Commend me to their loves; and I am proud, say, that my occasions
have found time to use 'em toward a supply of money. Let the
request be fifty talents.

FLAMINIUS
As you have said, my lord.

Exeunt SERVANTS

FLAVIUS
[Aside] Lord Lucius and Lucullus? Humh!

TIMON
Go you, sir, to the senators,
Of whom, even to the state's best health, I have
Deserv'd this hearing. Bid 'em send o' th' instant
A thousand talents to me.

FLAVIUS
I have been bold,
For that I knew it the most general way,
To them to use your signet and your name;
But they do shake their heads, and I am here
No richer in return.

TIMON
Is't true?

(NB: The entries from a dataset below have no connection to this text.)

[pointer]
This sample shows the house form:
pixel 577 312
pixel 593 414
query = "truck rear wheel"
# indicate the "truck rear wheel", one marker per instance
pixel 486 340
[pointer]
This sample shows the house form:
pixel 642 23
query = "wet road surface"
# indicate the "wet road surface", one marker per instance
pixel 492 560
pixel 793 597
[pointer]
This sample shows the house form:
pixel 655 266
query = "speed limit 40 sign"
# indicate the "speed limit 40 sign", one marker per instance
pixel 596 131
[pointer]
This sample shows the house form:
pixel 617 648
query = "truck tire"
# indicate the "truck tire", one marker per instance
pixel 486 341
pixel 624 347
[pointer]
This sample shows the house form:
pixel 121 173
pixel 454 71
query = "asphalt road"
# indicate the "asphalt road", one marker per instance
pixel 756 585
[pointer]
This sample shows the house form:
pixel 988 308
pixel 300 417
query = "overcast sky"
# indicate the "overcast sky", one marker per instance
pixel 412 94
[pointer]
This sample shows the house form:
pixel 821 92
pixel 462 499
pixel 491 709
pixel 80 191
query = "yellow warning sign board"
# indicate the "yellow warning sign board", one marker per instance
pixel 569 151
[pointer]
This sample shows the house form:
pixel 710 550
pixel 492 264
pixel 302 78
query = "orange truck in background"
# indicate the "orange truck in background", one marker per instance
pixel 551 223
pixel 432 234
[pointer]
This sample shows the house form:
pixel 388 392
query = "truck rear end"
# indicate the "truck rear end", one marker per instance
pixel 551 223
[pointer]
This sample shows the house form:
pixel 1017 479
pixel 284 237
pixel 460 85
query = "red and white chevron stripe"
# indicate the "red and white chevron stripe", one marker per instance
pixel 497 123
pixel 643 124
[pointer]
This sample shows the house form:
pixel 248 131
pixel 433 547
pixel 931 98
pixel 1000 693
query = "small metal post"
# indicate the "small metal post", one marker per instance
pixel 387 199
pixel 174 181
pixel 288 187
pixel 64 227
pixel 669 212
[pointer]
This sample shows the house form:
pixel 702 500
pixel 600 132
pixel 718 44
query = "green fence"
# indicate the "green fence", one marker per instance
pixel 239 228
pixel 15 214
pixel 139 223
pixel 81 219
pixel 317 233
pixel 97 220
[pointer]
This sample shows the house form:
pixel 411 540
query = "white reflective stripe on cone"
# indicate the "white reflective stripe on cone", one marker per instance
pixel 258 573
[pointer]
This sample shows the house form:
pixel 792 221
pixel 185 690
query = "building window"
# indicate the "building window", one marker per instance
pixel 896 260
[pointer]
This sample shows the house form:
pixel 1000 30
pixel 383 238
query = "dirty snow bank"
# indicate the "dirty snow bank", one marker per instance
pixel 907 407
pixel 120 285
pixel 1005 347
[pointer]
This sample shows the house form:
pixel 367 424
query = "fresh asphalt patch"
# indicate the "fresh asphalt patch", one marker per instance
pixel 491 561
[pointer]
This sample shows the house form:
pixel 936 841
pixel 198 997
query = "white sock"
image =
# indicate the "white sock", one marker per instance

Can't be?

FLAVIUS
They answer, in a joint and corporate voice,
That now they are at fall, want treasure, cannot
Do what they would, are sorry- you are honourable-
But yet they could have wish'd- they know not-
Something hath been amiss- a noble nature
May catch a wrench- would all were well!- 'tis pity-
And so, intending other serious matters,
After distasteful looks, and these hard fractions,
With certain half-caps and cold-moving nods,
They froze me into silence.

TIMON
You gods, reward them!
Prithee, man, look cheerly. These old fellows
Have their ingratitude in them hereditary.
Their blood is cak'd, 'tis cold, it seldom flows;
'Tis lack of kindly warmth they are not kind;
And nature, as it grows again toward earth,
Is fashion'd for the journey dull and heavy.
Go to Ventidius. Prithee be not sad,
Thou art true and honest; ingeniously I speak,
No blame belongs to thee. Ventidius lately
Buried his father, by whose death he's stepp'd
Into a great estate. When he was poor,
Imprison'd, and in scarcity of friends,
I clear'd him with five talents. Greet him from me,
Bid him suppose some good necessity
Touches his friend, which craves to be rememb'red
With those five talents. That had, give't these fellows
To whom 'tis instant due. Nev'r speak or think
That Timon's fortunes 'mong his friends can sink.

FLAVIUS
I would I could not think it.
That thought is bounty's foe;
Being free itself, it thinks all others so.